No other Beethoven symphony--indeed few others of his works--contains as much wit as the Eighth. In that sense, it honors the spirit of Haydn even more than some of Beethoven's earlier Haydn-influenced pieces that seem more concerned with the letter of the older man's law.
So it proved puzzling to hear the work played under a heavy hand, with flattened-out dynamics and without delight being taken in its many jokes. One was left with trying to decide if rehearsal time had gone lopsided in favor of the Sibelius (and the short opening Guardian Angel by Karen Tanaka), leaving the Beethoven only short shrift. In any case, for better or worse, credit goes to the conductor. What missed the mark for Beethoven, however, scored big in the Sibelius, a complex masterpiece that needs strong leadership to takes its rightful shape. This it got from Shinozaki, who, according to his biography, has enjoyed many successes in the composer's native Finland.
His pacing and phrasing plainly inspired the musicians to come up with the goods. The opening movement asserts, then pulls back, accelerates then goes circumspect, alternates building and relaxing as it retreats to chamber music before going fully symphonic. In short, a work that needs a carefully thought out conception before launch. Shinozaki executed a finely controlled manner of holding back both tempo and dynamics, then accelerating them quickly and, obviously, exciting the musicians in the process. This achieved extraordinary mystery in the opening bars of the second movement, a ghostly pizzicato on the low strings leading to and through a mournful bassoon line, the slowest and most compelling I have heard.
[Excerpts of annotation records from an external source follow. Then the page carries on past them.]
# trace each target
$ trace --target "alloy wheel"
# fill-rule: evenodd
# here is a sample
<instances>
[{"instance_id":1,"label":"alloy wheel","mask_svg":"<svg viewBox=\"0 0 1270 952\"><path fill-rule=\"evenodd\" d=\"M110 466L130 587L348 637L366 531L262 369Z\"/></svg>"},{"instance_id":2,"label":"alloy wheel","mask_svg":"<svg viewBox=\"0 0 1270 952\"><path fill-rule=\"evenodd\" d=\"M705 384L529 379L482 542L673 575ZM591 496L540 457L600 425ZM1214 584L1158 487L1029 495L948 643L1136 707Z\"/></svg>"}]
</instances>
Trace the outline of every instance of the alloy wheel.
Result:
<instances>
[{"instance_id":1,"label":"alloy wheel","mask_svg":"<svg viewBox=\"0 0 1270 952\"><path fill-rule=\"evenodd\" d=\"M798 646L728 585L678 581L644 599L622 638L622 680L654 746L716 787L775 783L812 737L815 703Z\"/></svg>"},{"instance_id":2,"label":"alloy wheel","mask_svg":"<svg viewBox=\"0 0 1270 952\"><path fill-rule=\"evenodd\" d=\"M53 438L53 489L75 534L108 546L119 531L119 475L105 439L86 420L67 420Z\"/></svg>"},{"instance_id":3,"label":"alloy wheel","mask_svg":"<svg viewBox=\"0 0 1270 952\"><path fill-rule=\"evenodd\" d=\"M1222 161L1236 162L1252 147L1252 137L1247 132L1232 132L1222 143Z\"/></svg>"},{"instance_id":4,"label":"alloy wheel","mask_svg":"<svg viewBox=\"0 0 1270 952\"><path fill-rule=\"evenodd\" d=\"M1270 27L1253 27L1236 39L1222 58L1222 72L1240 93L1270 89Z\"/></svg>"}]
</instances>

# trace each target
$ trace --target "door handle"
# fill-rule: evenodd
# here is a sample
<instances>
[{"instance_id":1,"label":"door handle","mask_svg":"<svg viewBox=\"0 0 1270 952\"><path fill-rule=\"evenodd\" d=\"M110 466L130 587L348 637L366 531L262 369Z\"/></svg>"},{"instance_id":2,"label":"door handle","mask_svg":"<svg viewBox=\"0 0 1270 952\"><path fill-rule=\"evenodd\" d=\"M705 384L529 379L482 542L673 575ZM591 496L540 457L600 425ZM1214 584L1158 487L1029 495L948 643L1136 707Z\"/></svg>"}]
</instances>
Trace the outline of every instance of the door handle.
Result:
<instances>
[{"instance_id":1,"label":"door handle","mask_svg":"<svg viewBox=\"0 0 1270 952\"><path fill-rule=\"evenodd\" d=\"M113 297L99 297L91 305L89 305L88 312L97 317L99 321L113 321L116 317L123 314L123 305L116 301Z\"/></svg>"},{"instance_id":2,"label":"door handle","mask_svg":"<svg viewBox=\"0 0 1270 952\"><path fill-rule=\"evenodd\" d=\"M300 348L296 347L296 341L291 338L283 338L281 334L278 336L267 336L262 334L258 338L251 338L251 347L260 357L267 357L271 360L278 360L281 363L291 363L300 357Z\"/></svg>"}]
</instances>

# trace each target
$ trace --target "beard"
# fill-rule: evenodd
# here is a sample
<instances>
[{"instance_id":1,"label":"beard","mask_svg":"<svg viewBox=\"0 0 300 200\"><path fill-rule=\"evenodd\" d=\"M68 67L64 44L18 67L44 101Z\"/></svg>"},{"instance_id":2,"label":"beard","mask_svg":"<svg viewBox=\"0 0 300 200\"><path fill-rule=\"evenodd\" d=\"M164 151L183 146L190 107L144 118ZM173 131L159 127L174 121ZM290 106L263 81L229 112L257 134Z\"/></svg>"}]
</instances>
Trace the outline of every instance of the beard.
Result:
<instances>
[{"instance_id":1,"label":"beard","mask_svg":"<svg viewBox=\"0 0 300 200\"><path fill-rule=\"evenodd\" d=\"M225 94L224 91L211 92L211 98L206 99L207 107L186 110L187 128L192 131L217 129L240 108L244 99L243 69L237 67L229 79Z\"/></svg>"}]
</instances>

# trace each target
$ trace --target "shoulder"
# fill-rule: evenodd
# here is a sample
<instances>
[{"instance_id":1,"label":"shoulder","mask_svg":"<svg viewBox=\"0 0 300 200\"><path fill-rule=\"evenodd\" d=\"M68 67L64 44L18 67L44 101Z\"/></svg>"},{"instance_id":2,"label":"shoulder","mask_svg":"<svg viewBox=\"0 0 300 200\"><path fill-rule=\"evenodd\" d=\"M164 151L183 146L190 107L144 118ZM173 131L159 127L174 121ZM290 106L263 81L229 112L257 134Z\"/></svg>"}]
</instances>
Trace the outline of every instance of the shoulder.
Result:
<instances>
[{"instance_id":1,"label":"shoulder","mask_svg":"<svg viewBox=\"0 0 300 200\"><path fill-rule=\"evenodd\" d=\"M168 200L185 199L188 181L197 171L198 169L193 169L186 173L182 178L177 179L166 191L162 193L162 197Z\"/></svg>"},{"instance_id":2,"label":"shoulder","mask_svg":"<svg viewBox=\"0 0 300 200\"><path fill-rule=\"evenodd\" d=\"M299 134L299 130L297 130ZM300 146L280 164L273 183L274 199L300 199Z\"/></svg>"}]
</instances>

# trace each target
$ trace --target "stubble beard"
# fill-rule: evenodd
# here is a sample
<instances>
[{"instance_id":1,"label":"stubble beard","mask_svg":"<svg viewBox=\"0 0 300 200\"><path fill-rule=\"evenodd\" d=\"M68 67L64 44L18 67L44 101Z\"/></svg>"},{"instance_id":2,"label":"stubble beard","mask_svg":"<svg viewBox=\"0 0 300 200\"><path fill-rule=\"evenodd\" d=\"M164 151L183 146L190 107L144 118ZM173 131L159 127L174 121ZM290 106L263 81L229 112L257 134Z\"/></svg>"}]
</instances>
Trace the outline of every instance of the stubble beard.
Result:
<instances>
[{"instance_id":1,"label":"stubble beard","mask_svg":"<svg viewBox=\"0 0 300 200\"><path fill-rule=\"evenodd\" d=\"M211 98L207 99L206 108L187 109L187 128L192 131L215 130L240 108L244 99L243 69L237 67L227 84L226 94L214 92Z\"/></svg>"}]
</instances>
Throughout, textures were rightly balanced, the effects vivid and clear (though the tuba was angled in such a way as to stand out disproportionately in the last movement.)
Tanaka's 10-minute work appeared to significantly challenge no one, musicians or audience alike. Scored for clarinet, harp, percussion and strings, it nurses a feel-good layer cake of close-in tonal harmonies, percussion (mostly marimba) undercurrent and occasional focal points on sweet clarinet musings and harp arpeggios. Once in a while, a malleted finger symbol added a point of light. Though revealing craftsmanship at the hand of its creator, the work sounded like background music to--one must assume--Tanaka's vision of angels. Nothing here to trouble the soul, for sure.